Let's confirm what the graph shows as the crossing point:

In [None]:
i=0
while i < len(ns) and local_durations[i] < remote_durations[i]:
    i=i+1
print('The Ray times are faster starting at n = {:d}, local = {:6.3f} vs. remote = {:6.3f}'.format(
    ns[i], local_durations[i], remote_durations[i]))

## Profiling Tasks with ray.timeline()

Sometimes you need to debug performance problems in Ray tasks. Calling `ray.timeline(file)` ([documentation](https://ray.readthedocs.io/en/latest/package-ref.html#ray.timeline)) captures profiling information for subsequent task execution to the specified file. Afterwards, you can view the data in a Chrome web browser. The format used is unique to Chrome, so Chrome has be used to view the data.

Let's try it with our `make_array` and `add_arrays` methods in the following code. First some potential cleanup:

In [None]:
timeline_file = 'task-timeline.txt' # Will be found in the same directory as this notebook.
if os.path.isfile(timeline_file):   # Delete old one, if an old one exists already.
    os.remove(timeline_file)

In [None]:
ray.timeline(timeline_file)
start = time.time()
array_refs = [make_array.remote(n*10) for n in range(5)]
added_array_refs = [add_arrays.remote(ref, ref) for ref in array_refs]
for array in ray.get(added_array_refs):
    print(f'{array.size}: {array}')
pd(time.time() - start, prefix="Total time:")

Now, to view the data:

1. Open Chrome and enter chrome://tracing.
2. Click the _Load_ button to load the `task-timeline.txt` file, which will be in this notebook's directory. 
3. To zoom in or out, click the "asymmetric" up-down arrow button.
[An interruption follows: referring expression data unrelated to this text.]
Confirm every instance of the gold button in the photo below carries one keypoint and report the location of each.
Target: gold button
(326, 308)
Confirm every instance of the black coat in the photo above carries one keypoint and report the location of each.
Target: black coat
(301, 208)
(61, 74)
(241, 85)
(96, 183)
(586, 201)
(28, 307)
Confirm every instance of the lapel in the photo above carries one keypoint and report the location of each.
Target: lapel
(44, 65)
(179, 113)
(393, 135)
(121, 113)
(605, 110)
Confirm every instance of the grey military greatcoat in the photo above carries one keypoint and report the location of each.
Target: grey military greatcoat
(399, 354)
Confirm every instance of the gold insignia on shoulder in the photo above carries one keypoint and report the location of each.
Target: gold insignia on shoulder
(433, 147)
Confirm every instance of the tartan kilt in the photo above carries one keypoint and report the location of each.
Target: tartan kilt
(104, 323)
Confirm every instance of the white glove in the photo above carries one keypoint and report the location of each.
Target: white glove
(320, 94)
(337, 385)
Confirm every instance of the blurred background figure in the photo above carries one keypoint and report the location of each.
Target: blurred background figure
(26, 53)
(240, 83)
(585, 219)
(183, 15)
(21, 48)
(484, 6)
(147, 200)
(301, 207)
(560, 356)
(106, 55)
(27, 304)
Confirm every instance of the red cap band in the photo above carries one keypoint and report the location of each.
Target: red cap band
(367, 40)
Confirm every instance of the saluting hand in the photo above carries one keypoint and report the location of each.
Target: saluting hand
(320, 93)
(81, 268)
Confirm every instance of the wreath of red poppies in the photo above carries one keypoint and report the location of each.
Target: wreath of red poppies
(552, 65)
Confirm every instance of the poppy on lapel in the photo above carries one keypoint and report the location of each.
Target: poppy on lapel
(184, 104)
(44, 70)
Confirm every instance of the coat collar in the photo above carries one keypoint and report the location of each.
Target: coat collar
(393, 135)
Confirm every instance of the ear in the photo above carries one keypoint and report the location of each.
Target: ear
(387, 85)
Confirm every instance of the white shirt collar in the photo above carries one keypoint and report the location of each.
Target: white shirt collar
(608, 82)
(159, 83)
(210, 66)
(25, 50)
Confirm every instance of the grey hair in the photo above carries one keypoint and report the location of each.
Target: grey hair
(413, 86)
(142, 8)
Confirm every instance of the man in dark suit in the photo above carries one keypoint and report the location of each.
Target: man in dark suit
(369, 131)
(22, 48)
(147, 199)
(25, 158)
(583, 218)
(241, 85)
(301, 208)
Then hold the mouse button in the graph and roll the mouse scroll wheel up or down. (On a laptop trackpad, press and hold, then use another finger to slide up and down.)
4. To move around, click the crossed arrow and drag a section in view. 
5. Click on a box in the timeline to see details about it. 

Look for blocks corresponding to long-running tasks and look for idle periods, which reflect processing outside the context of Ray.

Here is a screen grab profiling the previous code, zoomed in on one block of tasks and with one task selected. Note the processes shown on the left for drivers (more than one notebook was running at this time) and workers.

![Ray Trace Example](../images/Ray-Trace-Example.png)

In [None]:
ray.shutdown()  # "Undo ray.init()".

The next lesson, [Ray Actors Revisited](02-Ray-Actors-Revisited.ipynb), revisits actors. It provides a more in-depth look at actor characteristics and profiling actor performance using the _Ray Dashboard_.